Jenny Downham joue avec les deux focalisations internes. S'infiltrant dans la tête du personnage, on est face à ses pensées, ses peurs, ses doutes, ses sentiments… Si bien qu'on ne peut prendre parti pour l'un ou pour l'autre, jusqu'aux dernières pages !
Afin de nous laisser la possibilité de nous attacher à Mikey et Ellie sans les juger, le déroulement exact de l'agression est caché au lecteur jusqu'aux derniers chapitres. C'est ainsi qu'elle veut nous montrer combien il est dur d'en vouloir à quelqu'un à qui on est attaché.

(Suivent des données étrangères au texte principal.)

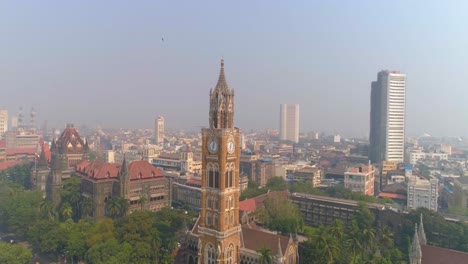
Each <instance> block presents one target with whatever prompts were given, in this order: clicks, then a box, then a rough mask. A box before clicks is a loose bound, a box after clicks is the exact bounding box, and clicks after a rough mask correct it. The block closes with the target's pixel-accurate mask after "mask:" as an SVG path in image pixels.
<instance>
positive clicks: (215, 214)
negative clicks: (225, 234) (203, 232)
mask: <svg viewBox="0 0 468 264" xmlns="http://www.w3.org/2000/svg"><path fill="white" fill-rule="evenodd" d="M213 226H214V227H218V214H217V213H215V214H214V215H213Z"/></svg>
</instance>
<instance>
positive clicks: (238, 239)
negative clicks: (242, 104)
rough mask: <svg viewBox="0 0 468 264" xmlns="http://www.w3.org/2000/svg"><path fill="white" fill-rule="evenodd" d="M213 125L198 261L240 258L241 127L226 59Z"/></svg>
mask: <svg viewBox="0 0 468 264" xmlns="http://www.w3.org/2000/svg"><path fill="white" fill-rule="evenodd" d="M209 122H210V125H209V127H208V128H203V129H202V140H203V146H202V151H203V154H202V190H201V208H202V211H201V215H200V220H199V227H198V232H199V238H200V241H199V242H200V247H199V253H198V254H199V258H198V259H199V263H203V264H205V263H208V264H214V263H223V264H236V263H239V262H240V260H239V259H240V257H239V256H240V238H241V235H240V234H241V226H240V224H239V194H240V190H239V159H240V148H239V144H240V130H239V129H238V128H236V127H234V91H233V90H231V89H229V87H228V85H227V83H226V78H225V76H224V60H221V70H220V73H219V79H218V83H217V84H216V87H215V89H214V90H213V89H212V90H210V113H209Z"/></svg>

Cet impossibilité de prendre parti entraîne la confusion du lecteur, une sorte de gêne de ne pas pouvoir juger les personnages sur des faits bien ancrés. La gêne est terriblement présente notamment lors des affrontements entre Ellie et Stacey ; on ne sait pas si on doit blâmer l'agressivité de Stacey ou l'excuser.
Le style de
Jenny Downham est très réaliste. Elle ne tolère aucun tabou, ne cherche pas à enjoliver certaines pensées, à les rendre plus poétiques ou nobles qu'elles ne le sont. C'est certainement cet aspect-là qu'elle a cultivé dans son métier de comédienne des hôpitaux : nous sommes tous humains et montrer au lecteur que son héros pense comme lui le rassure et l'en rapproche. Sa manière de parsemer quelques faits scientifiques amusants au fil du texte permet de dédramatiser certains passages pourtant durs : «Ellie trouva un endroit où s'installer sur le muret et tourna son visage vers le soleil. le corps absorbait plus facilement la vitamine d'par les paupières, et la vitamine d'était la seule à procurer du bonheur. »

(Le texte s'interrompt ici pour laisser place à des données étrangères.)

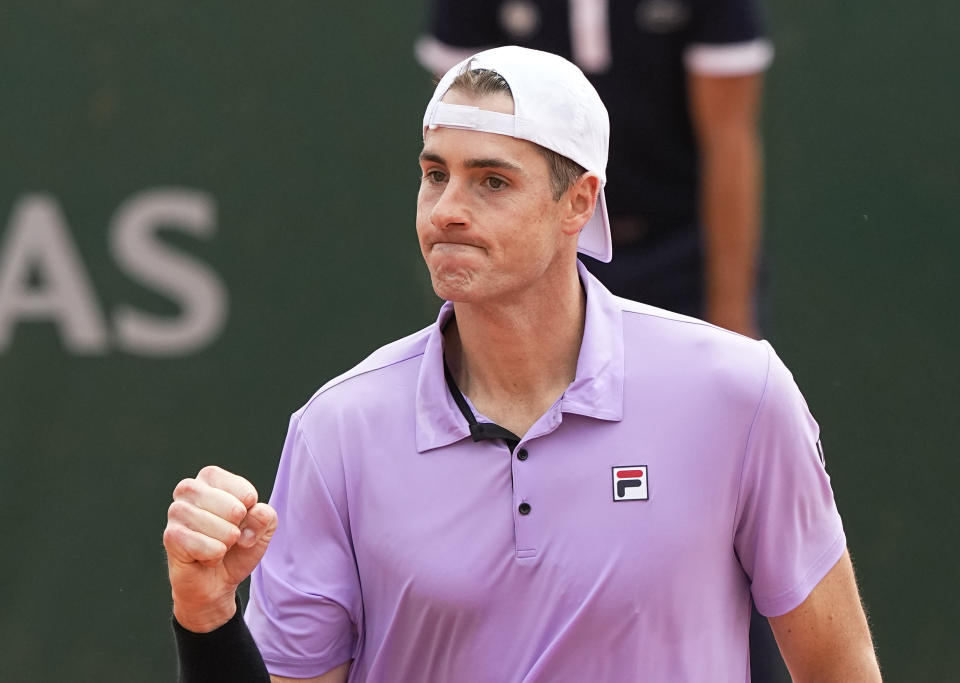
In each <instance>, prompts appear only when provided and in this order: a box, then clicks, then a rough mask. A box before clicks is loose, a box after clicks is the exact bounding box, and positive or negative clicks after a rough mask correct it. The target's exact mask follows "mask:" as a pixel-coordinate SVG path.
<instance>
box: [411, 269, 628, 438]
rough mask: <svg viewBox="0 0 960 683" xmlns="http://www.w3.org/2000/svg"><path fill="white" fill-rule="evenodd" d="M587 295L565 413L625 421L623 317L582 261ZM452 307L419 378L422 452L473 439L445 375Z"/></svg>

La brève allusion au film Pile et face avec
Gwyneth Paltrow m'a plu. Elle rappelle combien les choix sont importants dans la vie. On pourrait également le relier avec la phrase de
Frédérique Deghelt dans son livre
La vie d'une autre : « Ce que chacun d'entre nous devient est déterminé par un grand nombre de facteurs dont certains ont une origine bien plus lointaine qu'on ne pense. Nous savons peu de choses de ce qui prédestine nos rencontres, nos choix et nos orientations. Et nous oublions l'origine de nos désirs ».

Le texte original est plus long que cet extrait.